Data Upload for NeMo Retriever Extraction

Use this documentation to learn how NeMo Retriever extraction handles and uploads data.

Note

NeMo Retriever extraction is also known as NVIDIA Ingest and nv-ingest.

Overview

NeMo Retriever extraction supports extracting text representations of various forms of content, and ingesting to the Milvus vector database. NeMo Retriever extraction does not store data on disk directly, except through Milvus. The data upload task pulls extraction results to the Python client, and then pushes them to Milvus by using its underlying MinIO object store service.

The vector database stores only the extracted text representations of ingested data. It does not store the embeddings for images.

NeMo Retriever extraction supports uploading data by using the Ingestor.vdb_upload API. Currently, data upload is not supported through the NV Ingest CLI.

Upload to Milvus

The vdb_upload method uses GPU Cagra accelerated bulk indexing support to load chunks into Milvus. To enable hybrid retrieval, nv-ingest supports both dense (llama-embedder embeddings) and sparse (bm25) embeddings.

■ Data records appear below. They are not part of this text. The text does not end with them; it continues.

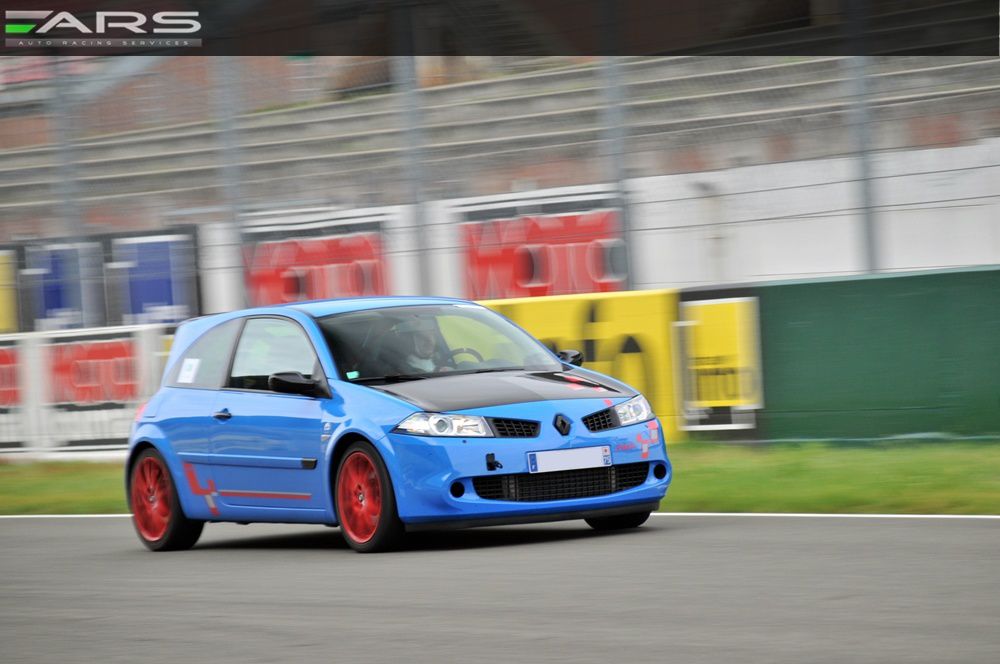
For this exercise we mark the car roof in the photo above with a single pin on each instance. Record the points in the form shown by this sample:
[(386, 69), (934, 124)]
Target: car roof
[(320, 308)]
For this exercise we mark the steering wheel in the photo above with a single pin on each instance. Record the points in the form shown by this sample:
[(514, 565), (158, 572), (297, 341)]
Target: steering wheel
[(470, 351)]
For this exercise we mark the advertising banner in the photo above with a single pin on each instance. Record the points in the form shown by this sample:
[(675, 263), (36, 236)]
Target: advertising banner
[(152, 279), (719, 343), (314, 256), (94, 385), (542, 246), (625, 335), (62, 286), (8, 291), (11, 429)]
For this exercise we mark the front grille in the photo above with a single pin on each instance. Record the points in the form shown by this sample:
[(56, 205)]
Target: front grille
[(602, 420), (563, 484), (507, 428)]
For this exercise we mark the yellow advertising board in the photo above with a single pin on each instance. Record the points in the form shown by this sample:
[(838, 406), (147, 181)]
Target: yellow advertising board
[(8, 292), (624, 335), (721, 357)]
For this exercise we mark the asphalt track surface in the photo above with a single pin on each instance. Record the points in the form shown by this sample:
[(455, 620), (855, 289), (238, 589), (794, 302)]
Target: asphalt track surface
[(680, 589)]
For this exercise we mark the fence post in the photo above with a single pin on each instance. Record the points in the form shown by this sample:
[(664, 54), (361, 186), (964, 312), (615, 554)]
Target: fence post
[(404, 74), (857, 22), (616, 132), (227, 108)]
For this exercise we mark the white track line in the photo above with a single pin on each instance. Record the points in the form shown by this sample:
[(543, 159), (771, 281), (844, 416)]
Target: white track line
[(784, 515), (63, 516), (801, 515)]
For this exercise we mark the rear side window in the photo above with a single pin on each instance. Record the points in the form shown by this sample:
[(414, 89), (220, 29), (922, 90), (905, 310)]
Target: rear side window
[(269, 346), (204, 364)]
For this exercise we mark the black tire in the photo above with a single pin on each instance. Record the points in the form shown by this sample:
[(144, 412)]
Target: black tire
[(618, 522), (159, 521), (350, 503)]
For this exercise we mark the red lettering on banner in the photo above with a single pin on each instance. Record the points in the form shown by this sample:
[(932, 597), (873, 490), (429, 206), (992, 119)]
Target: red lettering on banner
[(541, 255), (93, 372), (9, 393), (315, 268)]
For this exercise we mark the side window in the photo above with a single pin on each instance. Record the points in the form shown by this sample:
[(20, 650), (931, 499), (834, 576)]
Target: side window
[(268, 346), (205, 362)]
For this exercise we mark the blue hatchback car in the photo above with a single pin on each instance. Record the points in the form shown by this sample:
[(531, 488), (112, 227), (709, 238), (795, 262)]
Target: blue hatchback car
[(384, 415)]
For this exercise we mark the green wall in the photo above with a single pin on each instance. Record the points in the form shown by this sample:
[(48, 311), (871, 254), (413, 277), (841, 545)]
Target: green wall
[(880, 356)]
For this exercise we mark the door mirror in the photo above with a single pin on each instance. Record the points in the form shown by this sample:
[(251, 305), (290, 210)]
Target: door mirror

Bulk indexing is high throughput, but has a built-in overhead of around one minute. If the number of ingested documents is 10 or fewer, nv-ingest uses faster streaming inserts instead. You can control this by setting stream=True.

If you set recreate=True, nv-ingest drops and recreates the collection given as collection_name. The Milvus service persists data to disk by using a Docker volume defined in docker-compose.yaml. You can delete all collections by deleting that volume, and then restarting the nv-ingest service.

Warning

When you use the vdb_upload task with Milvus, you must expose the ports for the Milvus and MinIO containers to the nv-ingest client. This ensures that the nv-ingest client can connect to both services and perform the vdb_upload action.

To upload to Milvus, use code similar to the following.

Ingestor(client=client)
    .files("data/multimodal_test.pdf")
    .extract()
    .embed()
    .caption()
    .vdb_upload(
        collection_name=collection_name,
        milvus_uri=milvus_uri,
        sparse=sparse,
        # for llama-3.2 embedder, use 1024 for e5-v5
        dense_dim=2048,
        stream=False,
        recreate=False
    )

Upload to a Custom Data Store

You can ingest to other data stores by using the Ingestor.vdb_upload method; however, you must configure other data stores and connections yourself. NeMo Retriever extraction does not provide connections to other data sources.